The description in the 2022 Diplomatic Blue Book, an annual report on Japan’s foreign policy issued by the Ministry of Foreign Affairs, uses this language for the first time in nearly two decades.
Japan, which has struggled to improve relations with Russia to regain control of the Kuril Islands, which Tokyo calls the Northern Territories, has previously described the dispute in a softer tone.
“The Northern Territories are a group of islands over which Japan has sovereignty and which are an integral part of Japan’s territory, but are currently illegally occupied by Russia,” the ministry said in the report.

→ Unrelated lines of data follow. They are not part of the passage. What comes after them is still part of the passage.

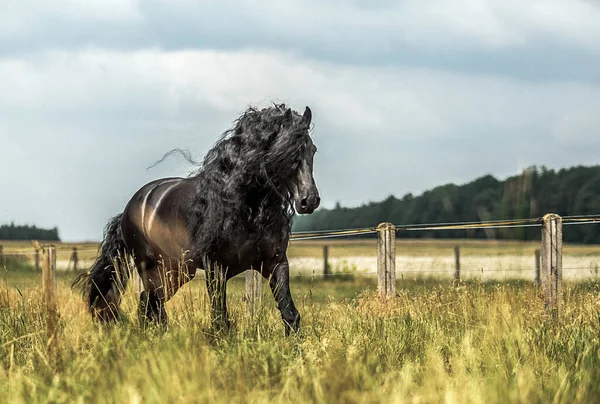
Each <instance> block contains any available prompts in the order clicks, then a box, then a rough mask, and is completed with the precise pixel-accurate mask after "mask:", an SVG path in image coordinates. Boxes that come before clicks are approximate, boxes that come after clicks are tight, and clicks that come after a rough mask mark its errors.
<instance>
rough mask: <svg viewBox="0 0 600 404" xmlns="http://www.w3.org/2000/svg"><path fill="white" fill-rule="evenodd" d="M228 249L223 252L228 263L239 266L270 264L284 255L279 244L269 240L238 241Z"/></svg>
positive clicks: (243, 240) (284, 251) (274, 240)
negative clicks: (281, 255)
mask: <svg viewBox="0 0 600 404" xmlns="http://www.w3.org/2000/svg"><path fill="white" fill-rule="evenodd" d="M228 247H229V248H227V250H228V251H226V252H225V255H227V256H228V257H227V258H228V261H231V264H235V265H241V266H248V265H254V264H256V263H258V262H261V263H262V262H265V261H266V262H270V261H272V260H274V259H277V258H278V257H279V256H281V255H282V254H283V253H285V251H282V247H281V242H280V241H278V240H271V239H251V240H243V241H242V240H238V241H237V242H233V243H232V244H231V245H230V246H228Z"/></svg>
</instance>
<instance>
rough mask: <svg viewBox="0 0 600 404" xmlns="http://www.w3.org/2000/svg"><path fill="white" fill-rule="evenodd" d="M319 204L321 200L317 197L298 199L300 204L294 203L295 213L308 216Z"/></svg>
mask: <svg viewBox="0 0 600 404" xmlns="http://www.w3.org/2000/svg"><path fill="white" fill-rule="evenodd" d="M320 204H321V198H319V196H318V195H311V196H309V197H306V198H302V199H300V202H299V203H298V202H296V211H297V212H298V213H299V214H301V215H310V214H311V213H313V212H314V211H315V209H317V208H318V207H319V205H320Z"/></svg>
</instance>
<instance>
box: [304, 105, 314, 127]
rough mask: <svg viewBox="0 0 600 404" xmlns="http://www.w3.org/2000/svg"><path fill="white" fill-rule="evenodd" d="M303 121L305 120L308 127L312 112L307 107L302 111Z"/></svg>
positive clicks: (310, 119) (308, 108) (311, 118)
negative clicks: (302, 112)
mask: <svg viewBox="0 0 600 404" xmlns="http://www.w3.org/2000/svg"><path fill="white" fill-rule="evenodd" d="M304 119H305V120H306V123H307V125H310V121H311V120H312V111H311V110H310V108H308V107H306V109H305V110H304Z"/></svg>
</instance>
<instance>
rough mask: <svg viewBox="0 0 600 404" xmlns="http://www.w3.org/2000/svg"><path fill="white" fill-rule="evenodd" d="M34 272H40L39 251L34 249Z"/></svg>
mask: <svg viewBox="0 0 600 404" xmlns="http://www.w3.org/2000/svg"><path fill="white" fill-rule="evenodd" d="M35 272H40V249H39V248H36V249H35Z"/></svg>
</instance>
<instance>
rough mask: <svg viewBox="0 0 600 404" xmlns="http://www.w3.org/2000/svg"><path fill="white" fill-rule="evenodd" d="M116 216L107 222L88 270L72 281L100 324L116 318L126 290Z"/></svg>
mask: <svg viewBox="0 0 600 404" xmlns="http://www.w3.org/2000/svg"><path fill="white" fill-rule="evenodd" d="M122 216H123V215H122V214H119V215H117V216H115V217H113V218H112V219H110V221H109V222H108V224H107V225H106V228H105V230H104V239H103V240H102V243H101V245H100V249H99V250H100V254H99V255H98V258H96V261H95V262H94V264H93V265H92V267H91V268H90V270H89V271H88V273H84V274H81V275H79V276H78V277H77V278H75V280H74V281H73V287H74V288H77V289H80V290H81V291H82V293H83V296H84V298H85V299H86V301H87V303H88V306H89V308H90V311H91V313H92V317H93V318H97V319H98V320H100V321H102V322H109V321H115V320H116V319H117V318H118V316H119V303H120V302H121V295H122V294H123V291H124V290H125V288H126V287H127V281H128V279H129V271H128V266H127V257H126V247H125V242H124V241H123V233H122V231H121V217H122Z"/></svg>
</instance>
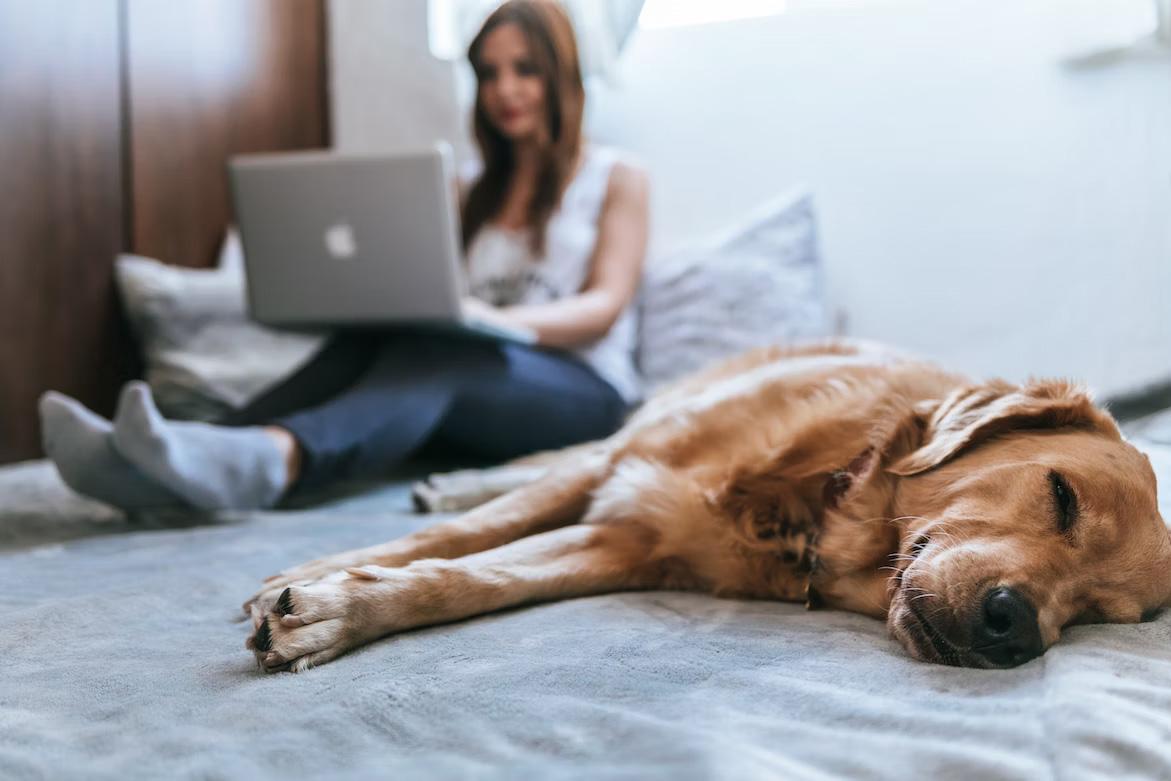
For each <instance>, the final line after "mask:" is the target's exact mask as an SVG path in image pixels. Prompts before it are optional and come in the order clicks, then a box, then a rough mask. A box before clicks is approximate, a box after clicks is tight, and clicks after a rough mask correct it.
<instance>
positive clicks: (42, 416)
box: [40, 391, 187, 511]
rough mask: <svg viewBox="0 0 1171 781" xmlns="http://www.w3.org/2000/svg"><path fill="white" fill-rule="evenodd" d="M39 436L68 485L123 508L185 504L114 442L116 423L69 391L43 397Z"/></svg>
mask: <svg viewBox="0 0 1171 781" xmlns="http://www.w3.org/2000/svg"><path fill="white" fill-rule="evenodd" d="M40 410H41V441H42V444H43V445H44V452H46V453H47V454H48V457H49V458H50V459H52V460H53V464H54V465H55V466H56V467H57V472H59V473H60V474H61V479H62V480H64V482H66V485H67V486H69V487H70V488H73V489H74V491H76V492H77V493H80V494H83V495H85V496H91V498H94V499H97V500H98V501H104V502H105V503H107V505H114V506H115V507H119V508H122V509H129V511H141V509H158V508H163V507H183V506H184V505H186V503H187V502H185V501H184V500H183V499H180V498H178V496H176V495H174V494H173V493H172V492H170V491H167V489H166V488H164V487H163V486H160V485H158V484H157V482H155V481H153V480H152V479H151V478H149V477H146V475H145V474H143V473H142V472H141V471H138V468H137V467H135V466H133V465H132V464H130V461H128V460H126V459H125V458H123V457H122V453H119V452H118V451H117V450H115V447H114V440H112V439H111V433H112V431H114V426H111V425H110V422H109V420H107V419H105V418H103V417H101V416H97V415H94V413H93V412H90V411H89V410H87V409H85V407H84V406H82V404H81V403H78V402H76V400H75V399H71V398H69V397H68V396H62V395H61V393H55V392H53V391H49V392H47V393H44V395H43V396H41V403H40Z"/></svg>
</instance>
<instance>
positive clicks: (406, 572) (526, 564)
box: [247, 522, 660, 672]
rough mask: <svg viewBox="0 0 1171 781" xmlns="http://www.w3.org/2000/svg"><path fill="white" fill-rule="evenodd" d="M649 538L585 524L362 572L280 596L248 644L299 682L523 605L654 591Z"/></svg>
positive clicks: (654, 587)
mask: <svg viewBox="0 0 1171 781" xmlns="http://www.w3.org/2000/svg"><path fill="white" fill-rule="evenodd" d="M655 543H656V533H655V532H653V530H651V529H648V528H645V527H643V526H641V525H638V523H634V522H623V523H614V525H605V523H583V525H576V526H571V527H568V528H562V529H555V530H553V532H546V533H543V534H537V535H534V536H530V537H525V539H522V540H518V541H515V542H512V543H509V544H506V546H504V547H500V548H494V549H492V550H485V552H481V553H477V554H472V555H470V556H464V557H460V559H425V560H418V561H415V562H412V563H410V564H409V566H406V567H399V568H385V567H377V566H365V567H361V568H351V569H349V570H345V571H341V573H335V574H333V575H330V576H328V577H326V578H323V580H321V581H317V582H315V583H309V584H307V585H290V587H289V588H287V589H285V590H283V591H282V592H281V594H280V596H279V598H278V600H276V602H275V603H274V605H273V609H272V611H269V612H268V614H267V615H266V616H263V618H262V621H261V622H260V624H259V626H258V629H256V631H255V632H254V633H253V636H252V637H249V638H248V642H247V646H248V648H249V649H252V650H253V651H254V652H255V655H256V659H258V662H260V664H261V666H262V667H265V670H268V671H275V670H292V671H295V672H300V671H302V670H306V669H308V667H310V666H314V665H317V664H323V663H326V662H329V660H331V659H334V658H336V657H337V656H340V655H342V653H344V652H345V651H348V650H350V649H354V648H357V646H358V645H363V644H365V643H369V642H371V640H374V639H377V638H379V637H384V636H386V635H392V633H396V632H402V631H406V630H410V629H416V628H418V626H427V625H431V624H441V623H447V622H452V621H459V619H461V618H468V617H471V616H478V615H481V614H485V612H489V611H493V610H501V609H504V608H513V607H516V605H520V604H525V603H532V602H546V601H550V600H563V598H569V597H578V596H587V595H591V594H604V592H609V591H618V590H630V589H645V588H655V587H656V585H657V584H658V583H659V580H660V577H659V568H657V567H656V566H655V563H653V561H652V557H651V556H652V552H653V549H655Z"/></svg>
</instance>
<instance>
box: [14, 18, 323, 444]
mask: <svg viewBox="0 0 1171 781" xmlns="http://www.w3.org/2000/svg"><path fill="white" fill-rule="evenodd" d="M323 5H324V0H169V1H166V2H159V1H158V0H39V1H37V2H33V4H30V2H27V1H26V0H0V172H2V173H0V176H2V178H4V181H5V185H6V186H5V193H6V194H5V198H2V199H0V463H5V461H13V460H18V459H23V458H34V457H36V455H39V454H40V434H39V425H37V419H36V418H37V416H36V398H37V397H39V396H40V395H41V392H43V391H44V390H48V389H56V390H60V391H63V392H66V393H69V395H71V396H76V397H77V398H80V399H82V400H83V402H84V403H87V404H88V405H90V406H91V407H94V409H95V410H96V411H98V412H102V413H104V415H109V413H110V412H111V410H112V406H114V403H115V397H116V393H117V389H118V388H119V386H121V385H122V383H123V382H124V381H126V379H129V378H131V377H133V376H135V375H136V374H137V372H138V370H139V358H138V352H137V348H136V345H135V344H133V343H132V341H131V338H130V334H129V330H128V328H126V324H125V322H124V320H123V317H122V315H121V310H119V307H118V303H117V299H116V294H115V288H114V276H112V269H114V258H115V255H116V254H117V253H118V252H135V253H138V254H143V255H148V256H152V258H157V259H159V260H163V261H165V262H169V263H177V265H183V266H208V265H211V263H212V261H213V260H214V254H215V248H217V247H218V245H219V242H220V240H221V239H222V235H224V231H225V228H226V226H227V224H228V220H230V201H228V191H227V180H226V176H225V160H226V158H227V157H228V156H230V155H233V153H237V152H251V151H265V150H287V149H307V148H322V146H327V145H328V143H329V126H328V101H327V74H326V62H327V57H326V12H324V7H323Z"/></svg>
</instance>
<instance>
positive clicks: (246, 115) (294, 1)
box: [125, 0, 328, 266]
mask: <svg viewBox="0 0 1171 781" xmlns="http://www.w3.org/2000/svg"><path fill="white" fill-rule="evenodd" d="M125 1H126V4H128V5H126V8H128V14H126V19H128V55H129V59H128V74H129V97H130V117H131V123H130V149H131V155H130V164H131V180H132V183H133V187H132V190H133V201H132V203H133V210H132V218H131V224H132V228H131V231H132V241H131V246H132V248H133V252H137V253H139V254H144V255H149V256H152V258H158V259H159V260H163V261H165V262H169V263H177V265H183V266H207V265H211V262H212V261H213V260H214V255H215V248H217V246H218V245H219V241H220V238H221V235H222V233H224V228H225V227H226V225H227V222H228V220H230V203H228V193H227V178H226V173H225V169H224V164H225V160H226V158H227V157H228V156H230V155H232V153H235V152H251V151H263V150H286V149H302V148H317V146H324V145H327V143H328V123H327V116H328V110H327V101H326V76H324V67H323V63H324V57H326V53H324V48H326V29H324V28H326V20H324V8H323V4H322V0H199V2H160V1H159V0H125Z"/></svg>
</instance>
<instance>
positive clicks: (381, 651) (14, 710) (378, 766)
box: [0, 446, 1171, 780]
mask: <svg viewBox="0 0 1171 781" xmlns="http://www.w3.org/2000/svg"><path fill="white" fill-rule="evenodd" d="M1151 452H1152V458H1153V459H1155V460H1156V464H1157V468H1158V470H1159V474H1160V482H1162V485H1163V486H1164V492H1163V501H1164V511H1163V512H1164V515H1165V516H1167V518H1171V513H1169V509H1171V507H1167V503H1166V496H1167V491H1166V486H1171V448H1163V450H1159V448H1158V447H1157V446H1155V447H1152V448H1151ZM404 485H405V484H398V485H393V486H390V487H386V488H383V489H381V491H375V492H372V493H367V494H363V495H359V496H356V498H348V499H341V500H336V501H334V502H331V503H329V505H327V506H324V507H317V508H311V509H302V511H296V512H281V513H251V514H240V515H221V516H217V518H212V519H206V518H205V519H198V518H191V516H187V518H183V516H179V518H173V519H157V520H156V521H155V522H153V523H151V525H142V523H132V522H129V521H126V520H125V519H122V518H121V516H118V515H116V514H114V513H111V512H110V511H107V509H103V508H101V507H100V506H96V505H91V503H87V502H82V501H80V500H77V499H74V498H71V496H69V494H68V493H67V492H66V489H64V488H63V487H62V486H60V484H59V482H57V481H56V477H55V474H54V473H53V472H52V468H50V467H48V466H47V465H44V464H28V465H20V466H15V467H8V468H6V470H0V546H2V547H5V548H6V550H5V552H4V553H0V657H2V666H0V779H70V777H83V779H124V777H145V779H159V777H167V779H173V777H178V779H220V777H227V779H238V777H239V779H266V777H281V779H289V777H321V779H344V777H363V779H369V777H371V776H374V777H427V779H437V777H438V779H448V777H452V779H459V777H475V779H485V777H488V779H493V777H501V779H525V777H530V779H559V777H591V779H593V777H607V779H609V777H615V779H657V777H669V779H672V780H674V779H710V777H717V779H738V780H739V779H826V777H847V779H908V777H924V779H1050V777H1054V779H1093V777H1110V779H1156V777H1171V615H1167V616H1165V617H1162V618H1159V619H1157V621H1155V622H1152V623H1148V624H1141V625H1130V626H1083V628H1076V629H1074V630H1071V631H1068V632H1067V636H1066V638H1064V639H1063V640H1062V642H1061V643H1060V644H1059V645H1057V646H1055V648H1054V649H1053V650H1050V651H1049V652H1048V653H1046V655H1045V656H1043V657H1042V658H1040V659H1036V660H1034V662H1030V663H1028V664H1026V665H1023V666H1022V667H1019V669H1015V670H1009V671H978V670H959V669H951V667H944V666H936V665H926V664H920V663H917V662H913V660H911V659H910V658H908V657H906V656H905V655H904V653H903V651H902V650H900V649H899V648H898V646H896V645H895V643H893V642H891V640H890V639H889V638H888V636H886V632H885V629H884V626H883V625H882V624H881V623H878V622H875V621H871V619H868V618H863V617H860V616H854V615H848V614H842V612H807V611H804V610H803V609H802V608H801V607H799V605H788V604H778V603H766V602H734V601H720V600H714V598H708V597H704V596H696V595H685V594H670V592H649V594H626V595H615V596H604V597H596V598H588V600H577V601H573V602H563V603H557V604H548V605H541V607H535V608H527V609H521V610H515V611H508V612H502V614H498V615H492V616H486V617H482V618H479V619H475V621H470V622H466V623H461V624H456V625H451V626H440V628H433V629H427V630H423V631H416V632H411V633H408V635H403V636H399V637H395V638H391V639H386V640H383V642H379V643H375V644H374V645H370V646H368V648H365V649H362V650H359V651H357V652H354V653H351V655H349V656H347V657H343V658H342V659H338V660H337V662H334V663H331V664H329V665H326V666H323V667H319V669H315V670H311V671H309V672H307V673H303V674H299V676H294V674H288V673H282V674H275V676H266V674H263V673H261V672H260V671H259V670H258V669H256V667H255V666H254V664H253V660H252V656H251V655H249V653H248V652H246V651H245V650H244V639H245V636H246V626H245V624H241V623H234V622H233V619H234V618H235V616H237V614H235V611H237V610H238V605H239V604H240V602H241V601H242V600H244V598H245V597H246V596H248V595H249V594H251V592H252V590H253V589H254V588H255V585H256V584H258V581H259V580H260V578H261V577H263V576H265V575H269V574H272V573H274V571H276V570H278V569H280V568H282V567H286V566H288V564H292V563H296V562H300V561H302V560H306V559H310V557H314V556H317V555H320V554H323V553H327V552H333V550H340V549H344V548H349V547H354V546H361V544H368V543H372V542H376V541H381V540H384V539H386V537H390V536H395V535H399V534H403V533H405V532H409V530H411V529H413V528H417V527H419V526H420V525H424V523H431V522H434V521H436V520H438V519H436V518H427V516H417V515H412V514H411V513H410V512H409V501H408V496H406V493H405V487H404ZM176 525H178V527H177V526H176ZM184 525H186V526H187V528H183V526H184Z"/></svg>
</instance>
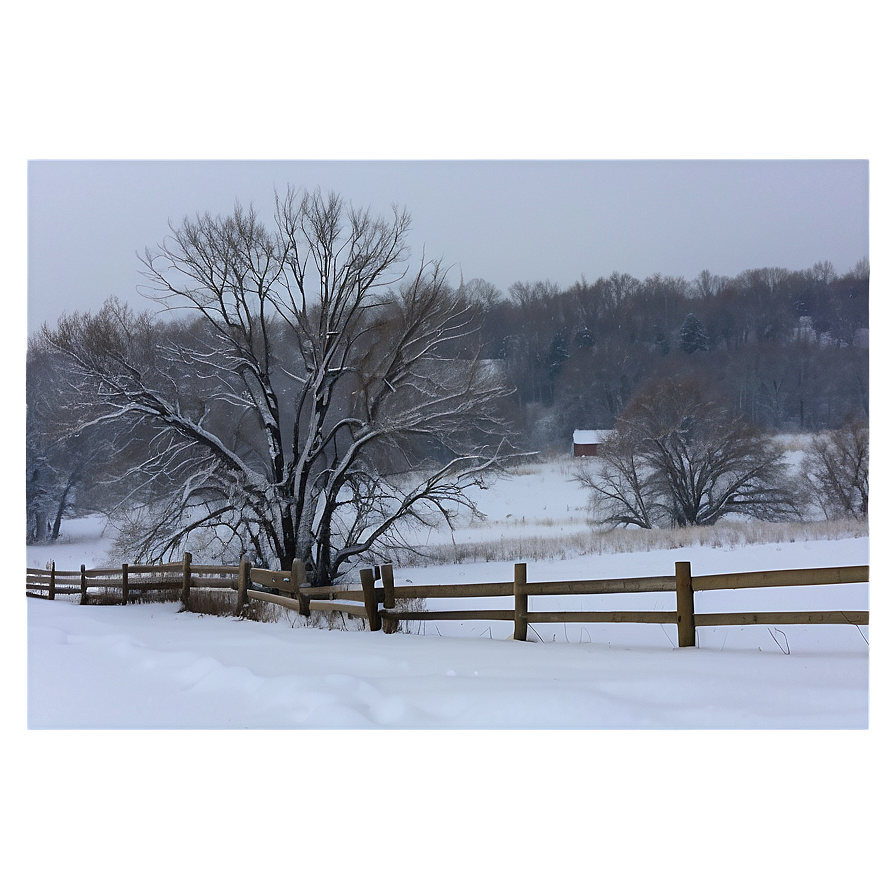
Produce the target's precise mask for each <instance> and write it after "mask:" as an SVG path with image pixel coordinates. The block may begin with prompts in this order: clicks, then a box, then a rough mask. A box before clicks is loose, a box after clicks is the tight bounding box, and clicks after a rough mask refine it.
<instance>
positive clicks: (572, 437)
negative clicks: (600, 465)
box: [572, 429, 598, 457]
mask: <svg viewBox="0 0 896 896" xmlns="http://www.w3.org/2000/svg"><path fill="white" fill-rule="evenodd" d="M597 442H598V431H597V430H596V429H577V430H575V431H574V432H573V434H572V456H573V457H595V456H596V455H597Z"/></svg>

The dispute over the Russian-controlled islands, which the former Soviet Union seized from Japan at the end of World War II, prevented the two countries from signing a peace treaty officially ending hostilities between them.
The report last used a similar expression in 2003, but then softened the language until last year, when it described the dispute as “the greatest concern between Japan and Russia” and noted that “Japan has sovereignty” over the islands.
In another territorial dispute, the ministry said the island, which Japan calls Takeshima, is “illegally occupied” by South Korea, which it calls Dokdo.
South Korea’s foreign ministry protested Japan’s “repeated inclusion of unfair claims on Dokdo’s sovereignty,” describing the island as an inalienable part of South Korea’s territory.
It said Tokyo’s repeated allegations were “in no way conducive to efforts to establish a future-oriented relationship between the two sides”.